Look at some of main sectors and patterns. (For a more in-depth look at this issue, see the recent strategy discussion paper from War Times, ‘New Moment, New Movement,’ on the web here.)

*Already mentioned the hard right, those ready to back any US military action to the hilt. Large base in white Republican areas, hard core Christian and Jewish Zionism and the Israel Lobby.

*Then there is a vast middle. Stretches from sections of white conservative folks even into layers of the constituencies folks in this room are working in. Worried about terrorism and have bought into notions of US #1. But tired of wars, some for at least in part moral reasons, but more commonly because they just didn’t work and they cost too much. This broad layer wants quick wars with no casualties and easy victories; they don’t like difficult, losing wars.

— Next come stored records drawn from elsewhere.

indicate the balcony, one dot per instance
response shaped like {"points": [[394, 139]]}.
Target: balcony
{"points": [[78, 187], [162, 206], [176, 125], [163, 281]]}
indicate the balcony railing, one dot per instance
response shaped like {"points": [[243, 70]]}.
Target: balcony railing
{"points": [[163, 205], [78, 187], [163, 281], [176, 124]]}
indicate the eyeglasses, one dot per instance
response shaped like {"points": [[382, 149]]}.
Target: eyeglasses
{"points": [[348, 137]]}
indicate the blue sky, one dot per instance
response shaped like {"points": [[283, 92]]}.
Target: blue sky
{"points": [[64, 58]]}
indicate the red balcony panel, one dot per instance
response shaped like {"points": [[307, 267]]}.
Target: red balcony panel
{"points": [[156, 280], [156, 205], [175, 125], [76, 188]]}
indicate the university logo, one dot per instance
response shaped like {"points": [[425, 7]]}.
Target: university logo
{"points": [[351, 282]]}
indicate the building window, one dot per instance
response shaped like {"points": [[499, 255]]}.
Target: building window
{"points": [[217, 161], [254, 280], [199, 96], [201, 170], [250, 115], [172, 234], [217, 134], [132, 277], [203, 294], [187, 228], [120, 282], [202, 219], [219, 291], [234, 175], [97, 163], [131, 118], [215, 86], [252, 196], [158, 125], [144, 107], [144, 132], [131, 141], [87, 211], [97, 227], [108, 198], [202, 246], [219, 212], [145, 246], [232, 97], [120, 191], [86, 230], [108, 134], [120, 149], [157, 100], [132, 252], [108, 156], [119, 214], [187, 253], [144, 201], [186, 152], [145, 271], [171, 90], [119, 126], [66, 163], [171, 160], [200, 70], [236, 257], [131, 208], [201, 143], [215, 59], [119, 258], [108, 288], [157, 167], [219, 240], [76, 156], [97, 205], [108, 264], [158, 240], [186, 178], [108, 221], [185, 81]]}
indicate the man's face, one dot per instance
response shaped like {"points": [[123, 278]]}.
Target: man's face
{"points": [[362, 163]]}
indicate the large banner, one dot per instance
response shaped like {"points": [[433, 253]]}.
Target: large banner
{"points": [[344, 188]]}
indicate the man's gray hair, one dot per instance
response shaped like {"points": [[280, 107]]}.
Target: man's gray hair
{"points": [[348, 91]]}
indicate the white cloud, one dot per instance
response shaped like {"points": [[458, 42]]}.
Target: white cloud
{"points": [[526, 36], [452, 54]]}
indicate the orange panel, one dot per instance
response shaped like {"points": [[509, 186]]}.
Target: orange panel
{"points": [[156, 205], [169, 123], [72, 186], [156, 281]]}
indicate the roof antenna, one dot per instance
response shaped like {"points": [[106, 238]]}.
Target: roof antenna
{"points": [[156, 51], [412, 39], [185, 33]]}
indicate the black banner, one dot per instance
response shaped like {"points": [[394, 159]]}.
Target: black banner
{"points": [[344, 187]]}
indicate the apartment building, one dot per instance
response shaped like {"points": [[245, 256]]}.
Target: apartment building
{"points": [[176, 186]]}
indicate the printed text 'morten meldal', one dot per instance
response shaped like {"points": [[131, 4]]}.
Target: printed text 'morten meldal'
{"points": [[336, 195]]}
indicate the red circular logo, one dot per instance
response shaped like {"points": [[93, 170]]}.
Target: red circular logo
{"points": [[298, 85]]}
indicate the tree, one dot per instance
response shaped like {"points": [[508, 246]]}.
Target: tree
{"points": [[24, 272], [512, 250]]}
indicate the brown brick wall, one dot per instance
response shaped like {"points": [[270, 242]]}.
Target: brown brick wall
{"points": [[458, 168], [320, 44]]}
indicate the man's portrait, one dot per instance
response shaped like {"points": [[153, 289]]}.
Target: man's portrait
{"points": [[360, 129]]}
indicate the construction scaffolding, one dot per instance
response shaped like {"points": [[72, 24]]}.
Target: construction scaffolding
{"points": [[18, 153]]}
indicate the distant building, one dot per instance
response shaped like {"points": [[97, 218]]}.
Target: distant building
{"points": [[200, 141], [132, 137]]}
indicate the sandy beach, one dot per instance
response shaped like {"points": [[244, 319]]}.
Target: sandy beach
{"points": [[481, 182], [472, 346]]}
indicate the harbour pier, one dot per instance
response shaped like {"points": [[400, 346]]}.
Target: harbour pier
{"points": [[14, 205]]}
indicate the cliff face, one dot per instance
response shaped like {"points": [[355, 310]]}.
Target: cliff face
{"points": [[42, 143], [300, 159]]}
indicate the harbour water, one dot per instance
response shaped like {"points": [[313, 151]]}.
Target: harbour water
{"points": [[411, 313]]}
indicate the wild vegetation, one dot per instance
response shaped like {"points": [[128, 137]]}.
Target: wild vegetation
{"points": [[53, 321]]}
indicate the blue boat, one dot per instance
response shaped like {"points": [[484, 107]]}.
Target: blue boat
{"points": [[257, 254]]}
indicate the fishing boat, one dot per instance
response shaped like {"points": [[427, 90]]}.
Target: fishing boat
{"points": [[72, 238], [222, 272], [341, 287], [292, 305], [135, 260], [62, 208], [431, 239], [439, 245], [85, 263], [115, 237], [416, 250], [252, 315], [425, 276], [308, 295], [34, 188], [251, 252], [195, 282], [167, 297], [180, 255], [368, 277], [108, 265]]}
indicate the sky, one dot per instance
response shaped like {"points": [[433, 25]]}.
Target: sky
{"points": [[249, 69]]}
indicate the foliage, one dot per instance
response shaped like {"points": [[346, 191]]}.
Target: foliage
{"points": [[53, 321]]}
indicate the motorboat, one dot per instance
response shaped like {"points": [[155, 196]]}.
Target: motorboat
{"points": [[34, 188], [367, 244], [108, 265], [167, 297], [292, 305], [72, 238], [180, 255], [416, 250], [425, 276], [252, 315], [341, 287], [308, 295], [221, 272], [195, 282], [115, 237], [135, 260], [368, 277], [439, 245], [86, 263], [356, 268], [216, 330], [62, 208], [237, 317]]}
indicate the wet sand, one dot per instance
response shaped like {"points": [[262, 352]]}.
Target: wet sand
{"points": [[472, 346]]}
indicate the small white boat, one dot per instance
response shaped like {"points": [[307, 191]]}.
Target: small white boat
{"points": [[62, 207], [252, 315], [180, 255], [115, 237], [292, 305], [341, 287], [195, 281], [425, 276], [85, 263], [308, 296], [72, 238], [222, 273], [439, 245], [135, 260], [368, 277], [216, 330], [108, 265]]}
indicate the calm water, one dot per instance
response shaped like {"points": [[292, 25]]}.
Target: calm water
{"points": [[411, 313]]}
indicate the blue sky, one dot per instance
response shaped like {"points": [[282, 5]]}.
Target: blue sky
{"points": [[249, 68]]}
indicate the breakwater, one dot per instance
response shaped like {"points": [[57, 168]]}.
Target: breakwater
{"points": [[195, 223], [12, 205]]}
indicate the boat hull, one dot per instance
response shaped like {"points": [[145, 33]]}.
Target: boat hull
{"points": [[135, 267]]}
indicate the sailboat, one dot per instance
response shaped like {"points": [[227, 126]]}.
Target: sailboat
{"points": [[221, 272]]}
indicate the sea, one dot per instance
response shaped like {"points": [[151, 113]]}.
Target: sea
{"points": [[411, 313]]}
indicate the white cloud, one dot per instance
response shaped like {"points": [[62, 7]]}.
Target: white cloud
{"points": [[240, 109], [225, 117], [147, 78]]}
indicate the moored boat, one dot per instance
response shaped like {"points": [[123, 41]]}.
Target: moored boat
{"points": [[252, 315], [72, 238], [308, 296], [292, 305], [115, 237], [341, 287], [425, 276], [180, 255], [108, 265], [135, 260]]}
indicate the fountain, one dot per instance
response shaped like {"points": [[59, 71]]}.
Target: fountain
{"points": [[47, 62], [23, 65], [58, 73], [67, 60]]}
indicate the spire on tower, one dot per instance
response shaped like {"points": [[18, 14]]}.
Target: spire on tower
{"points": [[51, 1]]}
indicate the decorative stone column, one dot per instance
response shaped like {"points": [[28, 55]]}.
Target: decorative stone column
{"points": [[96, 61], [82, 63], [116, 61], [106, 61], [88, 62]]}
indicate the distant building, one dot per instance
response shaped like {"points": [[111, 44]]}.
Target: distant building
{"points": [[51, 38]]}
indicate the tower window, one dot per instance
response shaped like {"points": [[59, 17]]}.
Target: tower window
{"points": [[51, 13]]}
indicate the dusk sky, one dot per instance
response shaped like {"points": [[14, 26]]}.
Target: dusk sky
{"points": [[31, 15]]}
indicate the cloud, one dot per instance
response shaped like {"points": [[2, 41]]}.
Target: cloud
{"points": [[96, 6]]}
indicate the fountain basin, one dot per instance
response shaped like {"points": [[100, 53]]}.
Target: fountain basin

After a while most want to make the whole thing go away so the US can “take care of its own.”

*A large sector of folks leaning progressive. Found in constituencies hurt most by empire – immigrant communities, communities of color, working class and the labor movement, large numbers of youth and women overlapping with these other social categories. Oriented toward some kind of change in priorities and US role in world. Sentiments run toward peace rather than war. But many believe the wars are over. And even among those who know they aren’t, attention in today’s period of austerity and economic crisis is focused on urgent fights to protect living standards, against foreclosures and in defense of social programs, labor rights, voting rights, immigrant rights. Main energy is around these so-called ‘domestic issues.’ Even among the relatively small layer that has an orientation toward solidarity with oppressed peoples and critique of US as imperial power, focus is on those fights – for good reason. For many, hope is to build a new progressive bloc, millions strong, program jobs, justice, sustainable world. The challenge before we who believe in peace and international solidarity is to make the issues of peace, cutting the military budget and staying the empire’s hand (opposing US intervention, opposing blank check backing for Israel, opposing US backing for dictatorships and repressive regimes) an integral part of that emerging bloc.

*Means for example broad campaigns against military budget and the bent toward militarism generally. Effective messages are those such as “violence is not a solution to political and social problems in today’s interconnected world”; wars and military spending waste resources for human needs (as in Eisenhower’s speech against the military-industrial complex)”; the US needs a different relationship with the rest of the world, in Martin Luther King’s words, “we will live together brothers and sisters or perish together as fools.” That kind of politics can galvanize not just progressive constituencies. They speak to some sentiments held by the broad middle as well, so they can reach deeply into those millions tired of war. Exploring approaches like this fits in with theme of this week, drawing on Gramsci, figuring out how radicals can galvanize a historic or counter-hegemonic bloc, an alliance broad enough to impact immediate policy and build strength for the long haul.

*Certainly it is also our task is to build left core, expand those with a systemic critique. But too often there is a one-sided focus on that, and we forget that playing the biggest possible role in building the broad front is our best entryway to build the left as well. These processes develop best in tandem, and it’s counter-productive to leave the task of building the broadest front possible to folks to our right. Difficult and complicated as the terrain is right now, because Washington is still trying to retrench from defeats in Iraq and Afghanistan and there are so many in the US tired of wars, there is tremendous potential to make opposition to militarism and imperial adventures an integral part of the jobs-justice-equality-sustainable world progressive front that we can see glimpses of coming together on this country’s political horizon.